#2 Pumphouse Road in Vestal is a building with more lives than a cat. The yellow building has been a nursing home, funeral parlor, and restaurants, but back in the 1800s, it started out as an inn.

It was the Rounds Turnpike Tavern in 1821, but when brothers John and Jacob Rounds inherited their father's old business in 1844, they named their tavern after the clientele; Drovers Inn.

“It was an inn for the drovers or the gentleman who brought livestock up through from Pennsylvania up through to cross the river and go into Union and go to market," says Vestal Town Historian Margaret Hadsell.

The inn was a convenient stop before crossing the river, a leg of the journey the Rounds' capitalized on. They bought the ferry and collected fares to move the drovers and their livestock across the river to market.

It wasn't just the two brothers. A very large family, each member with their niche, the Rounds basically ran Vestal.

"They really were involved in everything," says Hadsell.

They were farmers, owned a mill and a logging business. One Rounds was Station Master at the train depot, another ran the coal company, and Jacob served several terms as Town Supervisor starting in 1859. That career move may have been inspired by all the political talk around his watering hole.

Jacob L Rounds, owner of Drovers Inn and Vestal Town Supervisor.

The inn's grand opening event was a ball in celebration of President James Polk's election.
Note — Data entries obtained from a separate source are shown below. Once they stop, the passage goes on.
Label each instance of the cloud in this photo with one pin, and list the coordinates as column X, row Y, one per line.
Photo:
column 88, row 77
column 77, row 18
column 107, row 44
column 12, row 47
The even sparked on of the biggest rumors about the building; That the Rounds installed springs in the floor.

“I had heard that many many years ago," laughs Hadsell, "There are no springs in the floor.”

The bouncing of the floorboards was probably because it was a Polka dance. 
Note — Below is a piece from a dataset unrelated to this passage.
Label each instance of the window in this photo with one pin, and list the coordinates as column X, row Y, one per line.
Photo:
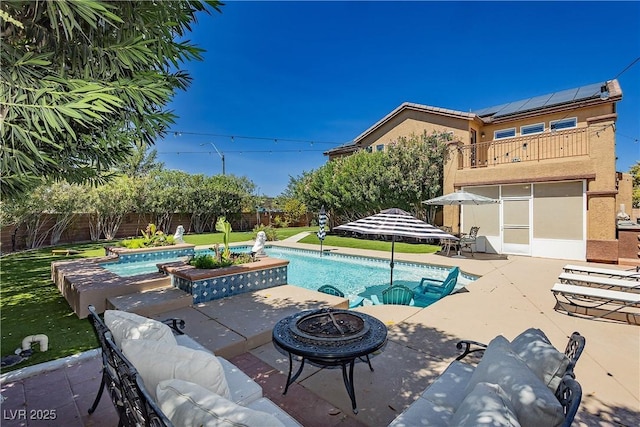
column 504, row 133
column 530, row 129
column 563, row 124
The inn was only open for business for 11 years before Jacob Rounds turned it into a private home for his wife and four kids. Despite shifts in the building's purpose, the structure itself really hasn't changed. 

“With all of the lives that the building has had, it’s primarily the same as it was," says Hadsell.

The most recent owners, Prestige Portraits by Lifetouch, say the property and its history inspires creativity.

“People want to do unique and different things, they don’t just want cookie cutter pictures anymore so this allows us to do really cool historic things," says Rob Locke, Territory Manager of Lifetouch.

As with most longstanding landmarks, Vestal residents have their own ideas of why so many businesses have opened and closed on the property.

“There’s a legend that this building is haunted,” says Hadsell.

But in the 6 years Lifetouch has been here, no ghosts have shown up in their pictures.

Now, travelers use a bridge to cross the river instead of a ferry, but the old Drovers Inn still stands, a snapshot of the Rounds legacy.